What elements of the play have been shaped to help people living with dementia engage with the production?
I realised that by using clear signposts in the play to help Maggie with her disorientation, I could also help orientate the audience. I also utilised a kind of sung call and response pattern between Maggie and her husband to show their warm, loving relationship but also to introduce some music into the play. Music always reached my dad however difficult a day he might be having. If someone pinged a fork against a glass in the kitchen, he would sing the note. Music can be a powerful way of communicating.
People living with dementia and their families shared their thoughts and stories with you – how helpful was that in developing Maggie May?

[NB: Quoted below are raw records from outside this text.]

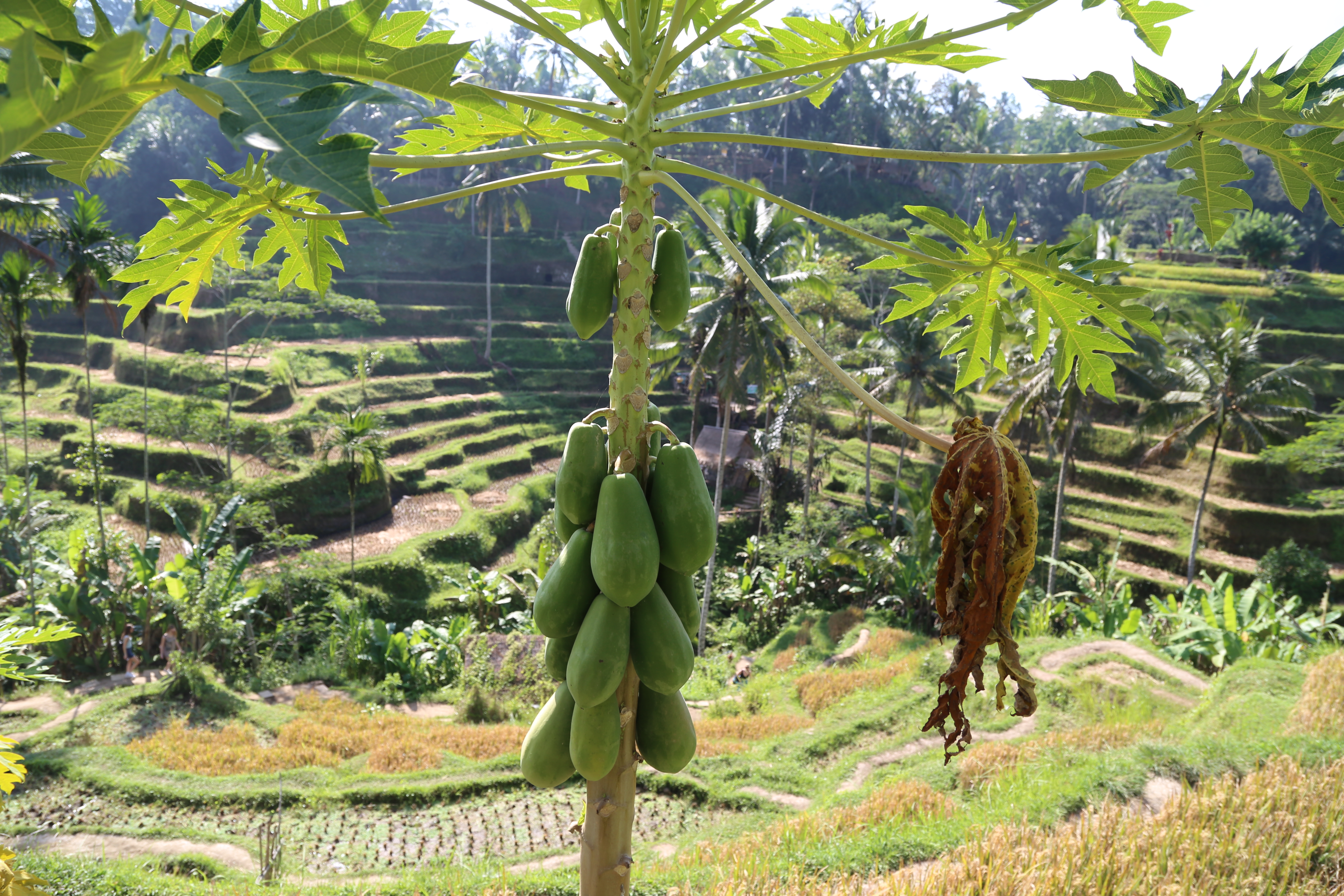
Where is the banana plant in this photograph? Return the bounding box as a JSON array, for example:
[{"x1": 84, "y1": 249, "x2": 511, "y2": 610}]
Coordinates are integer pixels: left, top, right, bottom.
[
  {"x1": 1150, "y1": 572, "x2": 1344, "y2": 672},
  {"x1": 0, "y1": 0, "x2": 1344, "y2": 896}
]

Some of the Playhouse’s amazing ambassadors came to an early reading of the play at the Every Third Minute festival. It was an absolutely glorious morning. When Maggie tells her son that she might forget him but will remember him in her heart, a man in front of me nudged his wife and gave her a little nod. It had obviously resonated with him. It was a wonderful moment. It’s Playhouse policy that people living with dementia should feel free to leave in the interval if they want to. We thought a lot of people would probably leave, but they didn’t; they came back.
People were very generous with their responses and feedback. Their notes helped me to change aspects of the script. They helped me to make it more truthful; to really speak to people’s experiences. There’s only so much reading you can do. Talking to people showed me the joy and resilience people have in their lives.

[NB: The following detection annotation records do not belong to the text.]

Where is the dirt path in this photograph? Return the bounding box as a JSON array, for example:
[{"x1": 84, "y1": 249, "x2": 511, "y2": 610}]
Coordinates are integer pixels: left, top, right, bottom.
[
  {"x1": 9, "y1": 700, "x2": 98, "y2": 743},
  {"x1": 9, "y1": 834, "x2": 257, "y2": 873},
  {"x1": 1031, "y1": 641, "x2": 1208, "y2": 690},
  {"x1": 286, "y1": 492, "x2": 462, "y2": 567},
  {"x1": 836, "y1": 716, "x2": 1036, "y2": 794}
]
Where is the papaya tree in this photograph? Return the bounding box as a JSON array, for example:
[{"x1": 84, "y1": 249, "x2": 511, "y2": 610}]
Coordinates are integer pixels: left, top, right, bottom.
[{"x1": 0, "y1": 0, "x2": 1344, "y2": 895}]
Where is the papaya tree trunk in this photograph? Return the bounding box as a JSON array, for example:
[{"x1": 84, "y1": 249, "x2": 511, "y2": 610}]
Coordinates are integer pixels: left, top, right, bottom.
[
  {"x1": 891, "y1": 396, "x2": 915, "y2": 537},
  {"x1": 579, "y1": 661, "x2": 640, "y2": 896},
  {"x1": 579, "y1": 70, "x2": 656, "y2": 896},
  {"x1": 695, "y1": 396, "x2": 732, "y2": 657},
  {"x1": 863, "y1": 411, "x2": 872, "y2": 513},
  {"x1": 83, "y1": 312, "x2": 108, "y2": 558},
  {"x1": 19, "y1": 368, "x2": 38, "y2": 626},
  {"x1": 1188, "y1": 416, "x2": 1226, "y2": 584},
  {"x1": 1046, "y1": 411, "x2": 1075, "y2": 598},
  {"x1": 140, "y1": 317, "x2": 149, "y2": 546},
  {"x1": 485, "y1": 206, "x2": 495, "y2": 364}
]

Did your work with people living with dementia have a practical impact on the play?
The placing of the interval is important. My instinct as a writer was to put the interval at a moment of crisis, but that wouldn’t work for some members of the audience. The Playhouse’s policy is to be completely accessible, which means people can leave at the interval if they need to. This means the interval has to come at a point of hope. It’s been a puzzling play to solve in that way. But I have loved every part of the process. It a play about and for its audience. I have borrowed stories from people I met at the Playhouse and they’re thrilled to see themselves reflected in the script. There’s a scene where Maggie realises she’s wearing odd shoes and goes away to change them, only to come back with the other pair of odd shoes on. One of the ambassadors who supported the play throughout proudly told her friend at a reading, ‘That’s me!’.

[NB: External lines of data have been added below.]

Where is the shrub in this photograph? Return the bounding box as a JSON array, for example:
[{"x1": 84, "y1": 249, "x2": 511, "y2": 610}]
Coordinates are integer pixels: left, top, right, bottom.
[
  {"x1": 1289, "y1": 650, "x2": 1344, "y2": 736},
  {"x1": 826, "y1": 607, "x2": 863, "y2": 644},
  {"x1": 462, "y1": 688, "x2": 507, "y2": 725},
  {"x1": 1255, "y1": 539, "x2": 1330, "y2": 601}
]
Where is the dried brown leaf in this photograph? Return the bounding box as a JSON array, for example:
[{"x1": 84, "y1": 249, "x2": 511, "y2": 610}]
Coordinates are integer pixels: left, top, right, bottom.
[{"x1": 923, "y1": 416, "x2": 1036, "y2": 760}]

You grew up in Yorkshire and attended the theatre on school trips – does that make sharing this play in this city even more special?
Absolutely. I remember the excitement I felt when I came with my friends to see shows at the playhouse and I feel I’ve come full circle to have a play on here. It was a buzz to write something rooted in a city I have loved since childhood and to tell stories drawn from real Leeds people. I am very proud of Maggie May and feel so lucky to have been able to write it.